Every brand is an intangible property of its owner and has a financial value attached to it. It is highly important to maintain the quality standards of a brand in order to keep it as an asset to any company and to maximise its potential value. A strategically well-planned franchise and licensing program should always include business operation guidelines/manuals, training programs and, most importantly, strict quality control measures and mandatory enforcement of quality control guidelines. A licensee/franchisee system which fails to maintain quality control setups is unlikely to survive in today’s tough competitive markets, where consumers know what they want from a particular brand and expect a certain quality standard that they are used to. Quality control is fundamental to ensuring that the license relationship is not detrimental to the brand. Therefore, in order to accomplish brand recognition in a positive manner, it becomes imperative to establish controls over the operations of the licensee or franchisee and the quality of the service or product offered by them.
It has been noted that quite a lot of brand owners and franchisors fear that their decision to license and franchise may lead to a loss of quality control over their brand name and operations and management of their business which their consumers normally expect. It is the quality and uniformity of a product/service that drives the consumers to turn to a brand/franchise for a particular product or service. Adequate control by the licensor is necessary to ensure that the licensee’s products are of the same quality as earlier associated with the licensor’s trademark. A licensor must also maintain quality control over the goods and services sold under the licensed mark in order to retain valid licensing and franchising agreement. Reasonable measure should be taken by the licensor to assure that the goods and services meet the set standards. In case due control over the quality is not maintained, the same may lead to consumer deception and abandonment of the rights vested in the trademark since the same can no longer distinguish the products and services of one proprietor from another. Licenses without adequate quality control have been considered as ‘naked licenses’ and trademark rights have been forfeited in order to protect consumer interests.
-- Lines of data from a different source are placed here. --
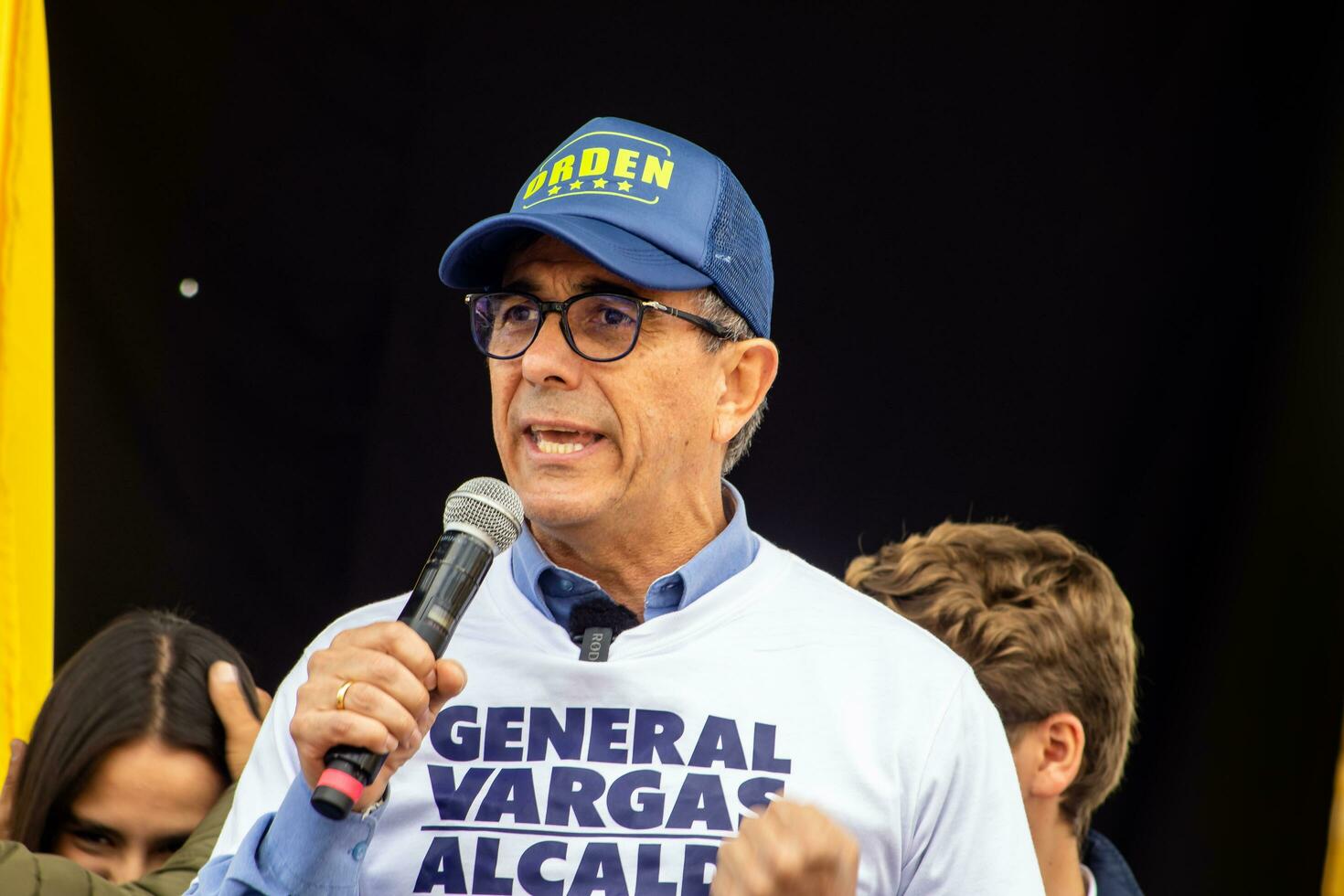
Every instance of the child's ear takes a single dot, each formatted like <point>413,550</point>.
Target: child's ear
<point>1054,752</point>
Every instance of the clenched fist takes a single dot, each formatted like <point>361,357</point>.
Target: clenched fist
<point>789,850</point>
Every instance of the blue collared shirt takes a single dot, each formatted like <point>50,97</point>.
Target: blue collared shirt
<point>555,590</point>
<point>296,849</point>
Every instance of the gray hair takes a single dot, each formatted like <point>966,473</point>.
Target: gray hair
<point>718,311</point>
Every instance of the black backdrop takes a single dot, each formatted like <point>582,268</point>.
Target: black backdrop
<point>1075,269</point>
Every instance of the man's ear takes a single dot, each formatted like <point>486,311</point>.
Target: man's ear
<point>749,368</point>
<point>1054,755</point>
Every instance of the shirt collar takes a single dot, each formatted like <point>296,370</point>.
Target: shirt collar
<point>554,590</point>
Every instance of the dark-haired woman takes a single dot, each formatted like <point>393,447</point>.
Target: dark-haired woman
<point>139,739</point>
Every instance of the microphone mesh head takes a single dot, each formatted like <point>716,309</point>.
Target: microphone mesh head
<point>486,507</point>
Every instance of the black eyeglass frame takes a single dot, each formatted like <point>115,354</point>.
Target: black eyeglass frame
<point>563,311</point>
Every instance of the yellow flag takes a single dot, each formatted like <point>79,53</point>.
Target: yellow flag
<point>1333,883</point>
<point>27,392</point>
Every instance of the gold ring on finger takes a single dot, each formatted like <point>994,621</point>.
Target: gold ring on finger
<point>340,695</point>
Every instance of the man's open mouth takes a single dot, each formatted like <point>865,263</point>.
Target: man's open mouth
<point>560,441</point>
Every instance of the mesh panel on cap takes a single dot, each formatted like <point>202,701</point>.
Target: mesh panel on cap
<point>738,255</point>
<point>488,506</point>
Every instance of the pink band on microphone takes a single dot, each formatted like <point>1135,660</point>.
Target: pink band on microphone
<point>347,784</point>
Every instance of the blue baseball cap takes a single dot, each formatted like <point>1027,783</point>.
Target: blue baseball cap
<point>645,205</point>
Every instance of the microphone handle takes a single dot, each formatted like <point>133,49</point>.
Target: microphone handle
<point>446,584</point>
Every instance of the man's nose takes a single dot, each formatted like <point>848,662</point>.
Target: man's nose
<point>549,357</point>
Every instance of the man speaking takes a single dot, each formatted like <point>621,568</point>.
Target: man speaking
<point>755,723</point>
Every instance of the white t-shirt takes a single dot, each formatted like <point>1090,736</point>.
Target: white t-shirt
<point>552,775</point>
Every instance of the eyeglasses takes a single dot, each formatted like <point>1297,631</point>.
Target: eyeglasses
<point>601,326</point>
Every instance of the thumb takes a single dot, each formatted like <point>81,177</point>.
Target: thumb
<point>240,726</point>
<point>11,784</point>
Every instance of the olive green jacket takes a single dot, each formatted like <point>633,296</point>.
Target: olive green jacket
<point>27,873</point>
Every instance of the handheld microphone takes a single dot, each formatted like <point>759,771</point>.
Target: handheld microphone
<point>481,518</point>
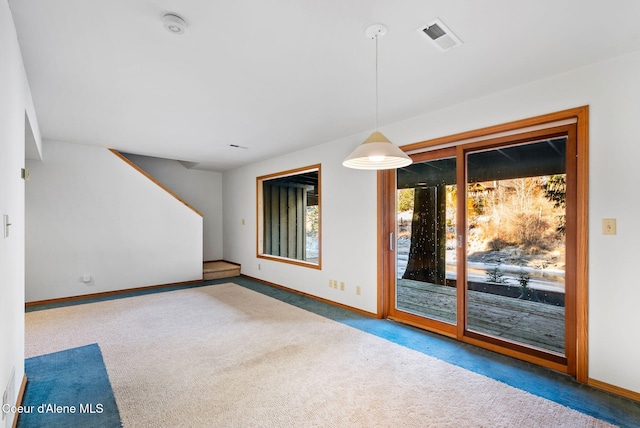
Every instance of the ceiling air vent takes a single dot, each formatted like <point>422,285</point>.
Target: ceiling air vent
<point>440,35</point>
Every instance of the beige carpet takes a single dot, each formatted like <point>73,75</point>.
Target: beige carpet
<point>227,356</point>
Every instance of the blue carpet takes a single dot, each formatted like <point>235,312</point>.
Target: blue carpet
<point>537,380</point>
<point>69,389</point>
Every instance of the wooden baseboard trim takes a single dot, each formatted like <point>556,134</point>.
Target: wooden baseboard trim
<point>23,387</point>
<point>109,293</point>
<point>221,260</point>
<point>635,396</point>
<point>311,296</point>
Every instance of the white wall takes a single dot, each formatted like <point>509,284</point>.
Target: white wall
<point>15,101</point>
<point>200,189</point>
<point>90,213</point>
<point>611,89</point>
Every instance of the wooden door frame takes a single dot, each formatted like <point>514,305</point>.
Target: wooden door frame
<point>578,364</point>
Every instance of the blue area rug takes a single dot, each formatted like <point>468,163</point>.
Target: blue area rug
<point>69,388</point>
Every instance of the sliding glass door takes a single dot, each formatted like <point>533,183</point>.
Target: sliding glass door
<point>515,243</point>
<point>426,222</point>
<point>484,244</point>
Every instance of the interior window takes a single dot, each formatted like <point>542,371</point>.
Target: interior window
<point>289,214</point>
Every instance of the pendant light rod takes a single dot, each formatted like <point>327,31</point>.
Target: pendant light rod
<point>377,152</point>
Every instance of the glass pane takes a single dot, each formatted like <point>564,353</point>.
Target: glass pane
<point>425,247</point>
<point>289,216</point>
<point>516,243</point>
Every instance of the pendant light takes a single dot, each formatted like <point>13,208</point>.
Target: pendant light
<point>377,152</point>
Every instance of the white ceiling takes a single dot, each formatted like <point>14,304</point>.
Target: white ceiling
<point>279,75</point>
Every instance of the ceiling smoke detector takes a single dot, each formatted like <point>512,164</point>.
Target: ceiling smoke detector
<point>174,23</point>
<point>440,35</point>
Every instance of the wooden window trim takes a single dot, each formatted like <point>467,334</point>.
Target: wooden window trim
<point>259,216</point>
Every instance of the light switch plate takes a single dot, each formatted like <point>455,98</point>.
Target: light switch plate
<point>5,225</point>
<point>609,226</point>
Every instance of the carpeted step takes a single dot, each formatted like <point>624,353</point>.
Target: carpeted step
<point>217,270</point>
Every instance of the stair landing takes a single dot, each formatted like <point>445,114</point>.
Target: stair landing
<point>217,270</point>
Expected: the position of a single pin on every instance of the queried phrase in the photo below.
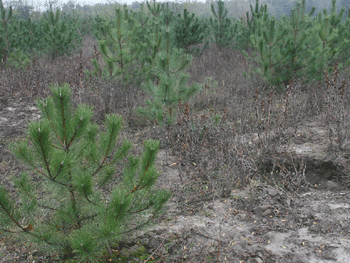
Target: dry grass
(216, 153)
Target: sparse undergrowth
(246, 162)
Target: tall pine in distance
(60, 37)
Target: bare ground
(259, 223)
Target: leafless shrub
(337, 111)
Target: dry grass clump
(232, 131)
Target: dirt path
(257, 224)
(262, 224)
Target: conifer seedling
(73, 201)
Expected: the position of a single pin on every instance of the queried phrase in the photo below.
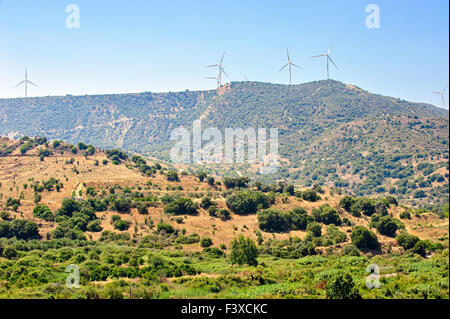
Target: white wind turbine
(221, 70)
(26, 83)
(442, 93)
(290, 64)
(327, 55)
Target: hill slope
(330, 133)
(117, 218)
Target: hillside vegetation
(140, 229)
(330, 133)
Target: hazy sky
(135, 46)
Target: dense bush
(243, 251)
(247, 202)
(206, 242)
(315, 229)
(327, 215)
(387, 226)
(172, 176)
(310, 195)
(273, 221)
(342, 286)
(122, 205)
(406, 240)
(165, 228)
(43, 212)
(20, 229)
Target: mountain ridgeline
(329, 132)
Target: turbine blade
(332, 62)
(283, 67)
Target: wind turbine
(327, 55)
(290, 64)
(26, 83)
(221, 70)
(442, 95)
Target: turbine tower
(327, 55)
(442, 93)
(26, 83)
(290, 64)
(221, 70)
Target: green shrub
(43, 212)
(206, 242)
(181, 206)
(342, 286)
(243, 251)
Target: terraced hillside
(138, 229)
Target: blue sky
(159, 46)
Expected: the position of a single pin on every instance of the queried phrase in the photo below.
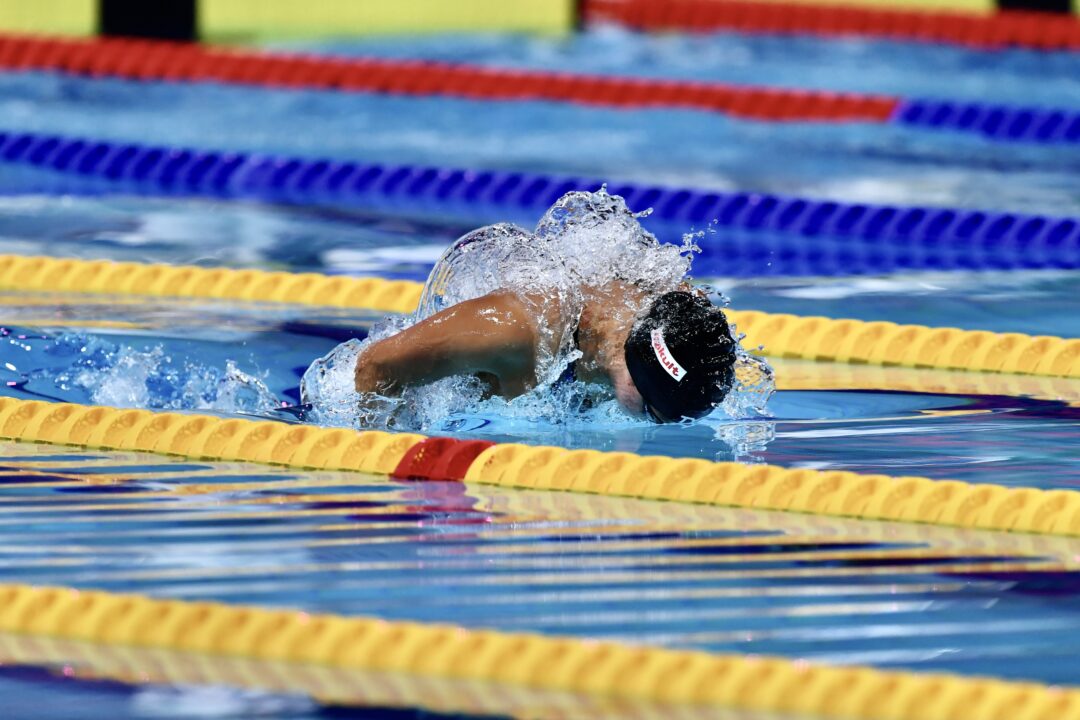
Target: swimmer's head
(680, 356)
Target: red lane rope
(173, 62)
(1036, 30)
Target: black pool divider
(161, 19)
(747, 233)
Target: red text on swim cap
(664, 355)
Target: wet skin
(497, 337)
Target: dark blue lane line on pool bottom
(755, 234)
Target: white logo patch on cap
(664, 355)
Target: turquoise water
(686, 576)
(664, 573)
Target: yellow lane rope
(761, 487)
(781, 335)
(545, 663)
(335, 685)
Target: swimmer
(588, 297)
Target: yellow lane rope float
(526, 660)
(402, 454)
(781, 335)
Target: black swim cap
(682, 356)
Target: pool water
(834, 591)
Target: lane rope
(811, 338)
(622, 474)
(763, 233)
(148, 60)
(1018, 29)
(516, 659)
(139, 59)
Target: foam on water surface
(584, 243)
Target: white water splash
(585, 240)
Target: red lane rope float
(174, 62)
(1036, 30)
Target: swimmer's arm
(494, 335)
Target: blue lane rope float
(756, 233)
(998, 122)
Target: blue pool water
(833, 591)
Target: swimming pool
(746, 580)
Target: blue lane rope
(998, 122)
(755, 233)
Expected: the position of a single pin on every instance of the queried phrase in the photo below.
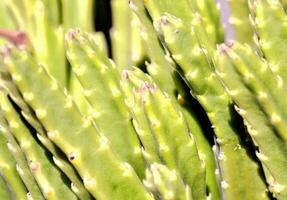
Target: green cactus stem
(271, 148)
(103, 173)
(105, 96)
On a related note, even when a franchisor provides strict guidelines for the smooth operation of a franchise, they should carry out timely checks to ensure that the franchise is being run according to the standards and specifications laid down by the franchisor. Negligence in monitoring quality in licensing and franchising may also lead to the dilution of the brand and the tarnishing of the reputations of other franchisees in the same franchising network. Compliance with quality control measures should not be viewed as forced actions on the part of the licensor or franchisor but rather should be mutually agreeable genuinely required actions between both the parties for smoother implementation.
Owing to stiff competition in the market and protection of the brand, a number of methods have emerged to maintain quality and to live up to the expectation of the consumers which can be implemented both across licensing and franchising networks. These methods of ensuring quality control can be in the form of express or oral contracts. In other words, quality control may be implemented through provisions agreed to in writing between the parties, through provisions agreed to orally, or through the actual exercise of control, even though there is no written or oral contract.
Written contracts providing for quality control is called a license/franchisee agreement. These agreements usually contain quality control provisions such as the licensee’s/franchisee’s acknowledgment of the licensor’s/franchisor’s:
• right to control quality;
• right to oversee the licensee’s/franchisee’s premises;
• right to observe the products manufacturing process;
• right to approve the licensee’s/franchisee’s marketing, packaging, advertising, and manner of intellectual property usage; and
• right to approve the licensee’s/franchisee’s acknowledgment of the validity of the trademark, ownership by the licensor/franchisor and its agreement for not entering into a competing business.
Licensors/franchisors who strategically develop their system slowly in order to permit the absorption of quality control standards across the board and show the willingness and ability to enforce the quality systems never face quality-related issues and are also successful in avoiding product liability issues arising out of inferior quality products/services.